Almost everything that is wrong with Washington Post foreign editor David Hoffman’s new book about Russia’s transformation into a capitalist system, The Oligarchs, can be discerned in one small and apparently meaningless passage on page 91. In it, the erstwhile Moscow bureau chief of the Post (1995-2001) describes former Russian Deputy Prime Minister Anatoly Chubais’s reaction when, as a young man, the future and now infamous “father of Russian privatization” first read the works of Austrian economist Friedrich von Hayek:
Many years later, Chubais recalled the thrill of reading Hayek and instantly gave his own example of how Hayek’s theory worked in practice in the United States. “One person is selling hamburgers somewhere in New York,” he told me, “while another person is grazing cows somewhere in Arkansas to produce meat that will be used to make those hamburgers.
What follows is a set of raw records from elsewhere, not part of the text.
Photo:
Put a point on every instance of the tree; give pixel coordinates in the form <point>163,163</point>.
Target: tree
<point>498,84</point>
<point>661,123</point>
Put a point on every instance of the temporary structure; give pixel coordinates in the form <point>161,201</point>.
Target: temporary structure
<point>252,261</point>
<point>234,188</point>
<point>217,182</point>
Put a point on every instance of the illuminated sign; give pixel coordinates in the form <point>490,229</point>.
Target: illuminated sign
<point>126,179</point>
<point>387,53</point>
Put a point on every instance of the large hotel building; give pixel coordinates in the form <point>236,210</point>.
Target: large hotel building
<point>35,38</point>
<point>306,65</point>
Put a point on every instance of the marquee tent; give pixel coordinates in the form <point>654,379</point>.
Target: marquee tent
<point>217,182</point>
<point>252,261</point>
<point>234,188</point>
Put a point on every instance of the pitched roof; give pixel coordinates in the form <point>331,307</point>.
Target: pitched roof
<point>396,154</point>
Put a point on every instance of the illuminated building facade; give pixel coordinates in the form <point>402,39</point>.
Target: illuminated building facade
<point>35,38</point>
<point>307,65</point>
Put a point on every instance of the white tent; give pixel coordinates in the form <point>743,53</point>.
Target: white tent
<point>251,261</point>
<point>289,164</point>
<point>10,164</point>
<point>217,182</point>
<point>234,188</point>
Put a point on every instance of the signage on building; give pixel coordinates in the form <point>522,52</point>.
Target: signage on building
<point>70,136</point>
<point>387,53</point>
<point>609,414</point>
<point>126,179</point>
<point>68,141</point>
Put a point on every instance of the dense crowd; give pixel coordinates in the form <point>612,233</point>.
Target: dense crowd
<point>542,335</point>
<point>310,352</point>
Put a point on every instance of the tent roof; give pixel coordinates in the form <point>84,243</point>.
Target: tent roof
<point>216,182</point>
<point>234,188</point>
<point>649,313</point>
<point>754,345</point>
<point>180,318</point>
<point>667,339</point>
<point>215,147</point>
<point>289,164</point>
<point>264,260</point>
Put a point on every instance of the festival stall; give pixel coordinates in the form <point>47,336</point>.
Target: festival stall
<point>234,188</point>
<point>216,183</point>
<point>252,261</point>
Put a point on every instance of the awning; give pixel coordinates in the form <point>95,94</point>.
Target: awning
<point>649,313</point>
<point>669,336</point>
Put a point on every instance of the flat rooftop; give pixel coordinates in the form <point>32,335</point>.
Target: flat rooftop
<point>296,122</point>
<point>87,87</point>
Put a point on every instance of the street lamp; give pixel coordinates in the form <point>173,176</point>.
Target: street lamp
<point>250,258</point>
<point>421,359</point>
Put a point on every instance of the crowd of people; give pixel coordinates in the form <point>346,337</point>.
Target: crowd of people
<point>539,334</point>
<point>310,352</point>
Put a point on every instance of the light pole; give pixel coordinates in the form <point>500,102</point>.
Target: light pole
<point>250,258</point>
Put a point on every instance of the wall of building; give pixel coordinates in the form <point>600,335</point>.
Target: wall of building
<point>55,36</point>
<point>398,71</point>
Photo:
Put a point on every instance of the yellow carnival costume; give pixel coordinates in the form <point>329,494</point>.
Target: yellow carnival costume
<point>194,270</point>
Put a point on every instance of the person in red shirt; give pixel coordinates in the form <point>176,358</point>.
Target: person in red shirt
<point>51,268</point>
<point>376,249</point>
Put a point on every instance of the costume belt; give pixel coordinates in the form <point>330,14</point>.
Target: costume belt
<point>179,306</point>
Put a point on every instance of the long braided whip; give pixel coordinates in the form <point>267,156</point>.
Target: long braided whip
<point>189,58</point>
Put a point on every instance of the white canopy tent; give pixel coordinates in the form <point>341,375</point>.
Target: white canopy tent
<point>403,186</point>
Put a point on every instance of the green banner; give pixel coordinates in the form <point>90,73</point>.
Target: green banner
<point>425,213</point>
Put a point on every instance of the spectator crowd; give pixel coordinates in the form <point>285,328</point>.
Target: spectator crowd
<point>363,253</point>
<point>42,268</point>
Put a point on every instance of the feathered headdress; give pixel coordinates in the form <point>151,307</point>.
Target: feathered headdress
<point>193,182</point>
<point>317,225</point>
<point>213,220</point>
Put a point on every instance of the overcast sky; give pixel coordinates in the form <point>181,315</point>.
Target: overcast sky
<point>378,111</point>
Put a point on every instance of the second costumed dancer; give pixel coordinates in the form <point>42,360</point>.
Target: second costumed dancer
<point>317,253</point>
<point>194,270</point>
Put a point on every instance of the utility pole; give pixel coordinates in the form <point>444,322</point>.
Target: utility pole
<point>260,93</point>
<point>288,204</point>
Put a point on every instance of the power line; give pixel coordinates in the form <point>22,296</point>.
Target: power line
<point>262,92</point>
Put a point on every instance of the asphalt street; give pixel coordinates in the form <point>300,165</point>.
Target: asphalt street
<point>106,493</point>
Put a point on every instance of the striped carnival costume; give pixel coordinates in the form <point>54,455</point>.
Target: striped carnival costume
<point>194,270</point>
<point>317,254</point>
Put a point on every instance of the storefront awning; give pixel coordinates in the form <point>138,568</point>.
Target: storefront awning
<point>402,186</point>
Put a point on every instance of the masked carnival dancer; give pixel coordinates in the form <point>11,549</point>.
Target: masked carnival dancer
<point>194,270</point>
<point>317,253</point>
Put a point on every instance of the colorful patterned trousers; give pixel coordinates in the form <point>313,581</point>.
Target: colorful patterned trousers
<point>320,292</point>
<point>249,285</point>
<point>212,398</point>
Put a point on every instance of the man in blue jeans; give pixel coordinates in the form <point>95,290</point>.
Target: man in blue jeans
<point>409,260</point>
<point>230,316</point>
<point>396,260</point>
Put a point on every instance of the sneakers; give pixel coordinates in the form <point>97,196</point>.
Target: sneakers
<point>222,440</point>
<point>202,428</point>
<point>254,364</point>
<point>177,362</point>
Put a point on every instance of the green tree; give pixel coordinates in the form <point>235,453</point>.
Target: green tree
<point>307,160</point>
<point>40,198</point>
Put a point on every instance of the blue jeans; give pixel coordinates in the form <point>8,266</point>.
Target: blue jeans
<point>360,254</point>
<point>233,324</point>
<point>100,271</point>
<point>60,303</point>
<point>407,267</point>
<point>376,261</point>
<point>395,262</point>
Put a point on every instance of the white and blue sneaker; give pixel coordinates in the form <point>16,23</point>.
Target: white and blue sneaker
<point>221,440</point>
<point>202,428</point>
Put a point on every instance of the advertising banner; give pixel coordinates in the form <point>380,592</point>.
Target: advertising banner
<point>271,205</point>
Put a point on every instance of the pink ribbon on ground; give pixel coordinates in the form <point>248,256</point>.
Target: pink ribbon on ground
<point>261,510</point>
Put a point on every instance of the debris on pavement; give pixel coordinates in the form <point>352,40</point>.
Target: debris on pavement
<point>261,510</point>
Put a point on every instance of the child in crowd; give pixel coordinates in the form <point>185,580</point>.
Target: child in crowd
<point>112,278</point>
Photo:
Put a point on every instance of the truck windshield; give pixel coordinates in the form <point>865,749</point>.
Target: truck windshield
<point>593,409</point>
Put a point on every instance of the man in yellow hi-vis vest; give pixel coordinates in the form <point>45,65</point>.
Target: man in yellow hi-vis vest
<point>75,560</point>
But in order for that person in Arkansas to graze cows, there needs to be a price for meat, which tells him that he should graze cows.”
Now, the reaction a sane person is likely to have when reading a passage like this is, What kind of maniac experiences a “thrill” when reading about hamburger distribution? A corollary question that occurred to me, as I imagined this 20-year-old Soviet dreaming guiltily of Arkansas cattle, was, Were there no girls at all in the Leningrad of Anatoly Chubais’s youth?
It’s a given that the answers to questions like these are not to be found in the seminal analytical work of one of the Moscow journalism community’s most notoriously humorless foreign correspondents, but this problem is less inconsequential than you might think. For it is precisely Hoffman’s inability to write honestly and perceptively about ordinary human experience that makes The Oligarchs miss as badly as it does in its attempt to describe the changes in Russian society over the past decade or so.
By the time Hoffman took over as the Post‘s Moscow bureau chief, I had been living in Russia for about five years. First as a student and then as a freelance reporter, I’d watched during that time as Russians became increasingly disillusioned with democracy and capitalism. Kids I’d studied with who had brains and talent found themselves working twenty-four-hour shifts in dingy street kiosks or lugging feminine hygiene products door to door, while the only people from my class who ended up with money were morons and thugs who took jobs with local “biznesmen” (read: mobsters) doing God knows what.
That was the reality for the Russians young and old who had the misfortune to live through the early 1990s, when the inefficient old planned economy was dismantled and something–I hesitate to call it capitalism–was installed in its place. Honest, hard-working people were impoverished overnight, while swindlers and killers quickly rose to the top. The insult was exacerbated for Russians when they began to hear that the rest of the world, America and the American press in particular, was calling this process progress.